Julia Manns brasilianisches Erbe: Vom Haus in Paraty bis zur Weltliteratur

2-stöckiges, weißes Wohnhaus am Meer: Kindheitshaus von Julia Mann in Paraty, Brasilien.

Was erzählt ein Haus in Paraty über Julia Mann? Martina Farmbauer folgt den Spuren der deutsch-brasilianischen Mutter von Heinrich und Thomas Mann: von ihrer Kindheit in Brasilien über Migration und Mehrsprachigkeit bis zu ihrem intellektuellen Leben und ihren Spuren in der Literatur der Familie Mann. Das Haus ist restauriert – doch seine Zukunft als Erinnerungsort bleibt ungewiss.

Dieser Beitrag ist Teil des Dossiers zur digitalen Ausstellung «Thomas Mann und das literarische München».

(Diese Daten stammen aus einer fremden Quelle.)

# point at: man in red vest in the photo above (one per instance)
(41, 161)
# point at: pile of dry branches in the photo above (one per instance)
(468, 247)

Das Haus in Paraty: restauriert, aber ohne Zukunft?

Brasilien, heißt es, sei ein «Land der Zukunft». Diesen Beinamen hat das größte und bevölkerungsreichste Land in Lateinamerika durch das Buch des österreichischen Schriftstellers Stefan Zweig mit eben diesem Titel einst bekommen – und trägt ihn seit Erscheinen 1941 bis heute. Fast alles ist hier nach vorne gerichtet. Im Fall von Thomas Mann, Literaturnobelpreisträger und mit Zweig einer der meistgelesenen deutschsprachigen Autoren jener Zeit, und seiner Mutter Julia Mann wurde die Geschichte jedoch wieder belebt.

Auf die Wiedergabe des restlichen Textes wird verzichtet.